Publié le 29 janvier 2024

La cour d’appel de Paris vient de décider la création d’une chambre spécialisée sur les enjeux de devoir de vigilance et de responsabilité sociale et environnementale des entreprises. Une première, qui pourrait être le signe d’un changement de jurisprudence sur le sujet.

Le 15 janvier 2024, la cour d’appel de Paris a annoncé la mise en place, au sein de son pôle économique, d’une chambre dédiée aux contentieux émergents sur le devoir de vigilance et la responsabilité écologique. Cette décision pourrait être le signe d’une accélération de la judiciarisation des enjeux liés à la RSE (Responsabilité Sociale des Entreprises), et d’une prise en compte approfondie de ces questions par les juges.  La nouvelle chambre spéciale jugera ses premières affaires au premier semestre 2024.
Les nouvelles réglementations liées au devoir de vigilance ou au reporting social et environnemental se sont en effet multipliées ces dernières années, et avec elles, les contentieux visant des entreprises ont émergé : une quinzaine sont en cours en France, selon le Radar du Devoir de Vigilance. C’est le cas des procédures intentées contre TotalEnergies, accusé de ne pas avoir veillé au respect des droits humains dans le cadre de son projet de pipeline en Ouganda, ou encore celles visant La Poste, condamnée pour manquement à son devoir de vigilance en matière de conditions de travail des sous-traitants. Pour les juges, il a fallu s’adapter à ces nouveaux contentieux. “C’est tout un nouveau droit de la conformité et de la responsabilité des entreprises qui est en train de se constituer en Europe.

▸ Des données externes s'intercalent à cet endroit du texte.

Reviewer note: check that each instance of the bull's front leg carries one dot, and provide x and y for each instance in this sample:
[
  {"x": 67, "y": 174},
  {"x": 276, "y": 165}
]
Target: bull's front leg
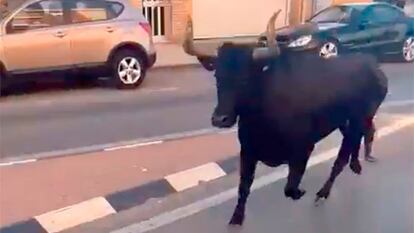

Les juges n’ont pas l’habitude de se saisir de ça” explique Hugo Mickeler, expert ESG et régementations chez Novethic.

Un signe de l’importance du devoir de vigilance


La création d’une chambre dédiée à ces thématiques montre que cette adaptation est désormais en bonne voie, et elle vient renforcer un mouvement plus vaste de normalisation et de judiciarisation de la RSE entamé ces dernières années. “C’est plutôt une bonne nouvelle, qui montre que les juges ont ressenti le besoin de monter en compétence, de se spécialiser, et qu’ils ont conscience que les enjeux liés à la RSE nécessitent une technicité nouvelle” explique Charlotte Michon, avocate spécialisée en RSE et devoir de vigilance. 
Du côté des ONG, la nouvelle est bien accueillie : “Ces problématiques autour du devoir de vigilance ont souvent lieu à l’étranger, et mélangent de nombreux sujets juridiques complexes. Une chambre dédiée permettra de mieux avancer” explique Juliette Renaud, responsable de plaidoyer pour Les Amis de la Terre. Théa Bounfour, chargée de contentieux et plaidoyer sur les questions environnementales chez Sherpa, y voit aussi “un signal positif, qui montre l’importance de ces sujets pour la juridiction”.

Clarifier un cadre juridique encore flou


La cour siégera de façon collégiale, avec trois juges provenant de différentes chambres (sociales, économiques…), ce qui devrait permettre, selon Théa Bounfour de “développer enfin une vraie compétence transversale, indispensable pour traiter de ces affaires complexes, qui sont à la fois économiques, sociales, environnementales…” Le rôle de cette cour sera en outre de contribuer à clarifier ce cadre juridique nouveau encore flou. Jacques Boulard, premier président de la cour d’appel de Paris, dans son discours de rentrée du 15 janvier, précise d’ailleurs que la chambre contribuera à “la garantie d’une plus grande prévisibilité de la jurisprudence”. 
Du côté des Amis de la Terre, qui a porté plusieurs contentieux en lien avec ces problématiques, l’enjeu est de taille. “On espère notamment que cette nouvelle cour cassera les jugements de première instance sur la recevabilité des différentes affaires en cours en matière de devoir de vigilance, pour nous permettre enfin d’arriver sur les questions de fond” explique Juliette Renaud.
Dans plusieurs affaires liées au devoir de vigilance, les juges de première instance avaient en effet débouté les ONG requérantes pour des questions de procédure, empêchant le jugement sur le fond. Trois affaires sont notamment concernées et devraient être jugées en appel le 5 mars dans cette nouvelle cour : des affaires concernant l’inaction climatique du groupe TotalEnergies, les atteintes aux droits humains concernant les activités d’EDF, et le devoir de vigilance de Suez en matière sanitaire. “On sera très attentif à l’audience du 5 mars” conclut Théa Bounfour.